2021 G5 Preview: Buffalo Is Starting Over, Again
The departure of Lance Leipold makes this a very difficult team to preview.
ICYMI: This is a part of The Outside Zone’s full 2021 G5 preview series, which last looked at Memphis. You can find a master list for all of the previews here.
Also, as an aside, I’m heading to California for a brief and much-needed vacation next week. The Outside Zone will return on July 12.
This is one of those previews that won’t go very long, simply because there’s very little that can be said definitively about this Buffalo team. After all, programs rarely have to replace a head coach in the last week of April, especially after that coach made such a profound impact on the program he’s departing.
I don’t really know where Buffalo goes after Lance Leipold. This is such a historically bad program, one that was rescued seemingly exclusively by an entirely unique entity like Leipold. There aren’t many program builders like him, and unfortunately, he took a decent chunk of the program with him to Kansas.
Those that he didn’t take departed on their own, like halfback Jaret Patterson or wide receiver Antonio Nunn, both of whom jumped to the NFL. It feels premature to say that a team as good as Buffalo’s was last year has seen the end of its glory days and will return to the cellar, but when you look at this roster, it almost feels foolish to think otherwise.
That’s what happens when you hit as big on a hire as Buffalo did with Leipold, though. He either stays forever, rides off into the sunset, and appoints his replacement, who can hopefully keep the train rolling; or, more likely, someone takes notice and gives him more money to fix their program, leaving yours in something resembling shambles. I don’t dislike the Maurice Linguist hire, nor do I dislike any of his hires as he looks to create stability and continuity. I just don’t think anyone else can do what Leipold did, at least not immediately after he leaves.

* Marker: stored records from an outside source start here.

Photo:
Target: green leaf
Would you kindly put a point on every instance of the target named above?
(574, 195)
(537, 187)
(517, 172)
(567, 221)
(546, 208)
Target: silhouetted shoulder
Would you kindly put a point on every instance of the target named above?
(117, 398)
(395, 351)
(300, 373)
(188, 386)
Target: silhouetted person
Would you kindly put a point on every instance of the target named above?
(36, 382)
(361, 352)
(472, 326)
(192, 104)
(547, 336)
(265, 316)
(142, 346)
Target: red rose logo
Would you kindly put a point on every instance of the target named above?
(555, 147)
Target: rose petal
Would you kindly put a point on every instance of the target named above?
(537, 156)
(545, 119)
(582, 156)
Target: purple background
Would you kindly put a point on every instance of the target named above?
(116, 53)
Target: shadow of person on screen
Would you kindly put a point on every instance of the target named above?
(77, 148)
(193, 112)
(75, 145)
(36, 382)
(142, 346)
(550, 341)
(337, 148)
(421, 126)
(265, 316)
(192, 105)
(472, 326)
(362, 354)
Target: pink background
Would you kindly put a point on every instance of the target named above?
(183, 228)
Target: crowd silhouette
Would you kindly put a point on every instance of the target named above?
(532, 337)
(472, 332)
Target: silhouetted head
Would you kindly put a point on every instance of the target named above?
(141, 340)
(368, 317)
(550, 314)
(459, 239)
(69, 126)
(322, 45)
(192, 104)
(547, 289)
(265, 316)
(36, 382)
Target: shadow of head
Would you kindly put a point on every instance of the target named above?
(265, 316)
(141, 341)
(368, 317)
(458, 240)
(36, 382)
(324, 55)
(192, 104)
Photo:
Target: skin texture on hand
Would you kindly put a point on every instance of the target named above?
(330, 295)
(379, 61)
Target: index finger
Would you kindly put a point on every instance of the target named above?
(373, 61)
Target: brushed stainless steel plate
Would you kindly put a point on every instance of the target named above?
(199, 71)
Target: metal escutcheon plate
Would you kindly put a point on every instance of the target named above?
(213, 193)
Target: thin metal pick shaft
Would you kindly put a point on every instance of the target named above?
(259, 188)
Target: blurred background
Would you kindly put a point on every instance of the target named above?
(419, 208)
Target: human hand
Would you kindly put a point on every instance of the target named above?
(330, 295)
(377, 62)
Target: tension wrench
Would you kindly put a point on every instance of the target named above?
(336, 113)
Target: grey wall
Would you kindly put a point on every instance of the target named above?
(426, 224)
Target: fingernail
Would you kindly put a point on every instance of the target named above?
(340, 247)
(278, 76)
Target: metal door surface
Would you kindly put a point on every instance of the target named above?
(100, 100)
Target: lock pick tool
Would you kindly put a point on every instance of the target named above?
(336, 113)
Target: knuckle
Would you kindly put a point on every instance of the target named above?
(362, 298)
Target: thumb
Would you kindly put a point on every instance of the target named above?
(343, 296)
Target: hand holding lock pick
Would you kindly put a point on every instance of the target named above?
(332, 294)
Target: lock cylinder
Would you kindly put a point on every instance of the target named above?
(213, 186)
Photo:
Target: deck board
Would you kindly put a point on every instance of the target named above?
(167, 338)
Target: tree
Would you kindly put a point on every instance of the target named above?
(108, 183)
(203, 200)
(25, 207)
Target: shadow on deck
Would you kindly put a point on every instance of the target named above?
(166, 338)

As someone that loves the G5 programs and wants to see them succeed, this kind of situation is the hardest part of the job. These coaches and teams deserve recognition and a much larger platform, but that’s more often than not going to lead to the people spearheading the program being plucked away. There’s no reason to begrudge a coach for doing it, almost anyone would, but it leaves something of a shadow program in its place, especially at a place like Buffalo. This isn’t a school that can cycle through P5 coordinator after P5 coordinator, churning out 10-win seasons and replacing each departure with a new boss that looks just like the old one. Buffalo doesn’t get to do that.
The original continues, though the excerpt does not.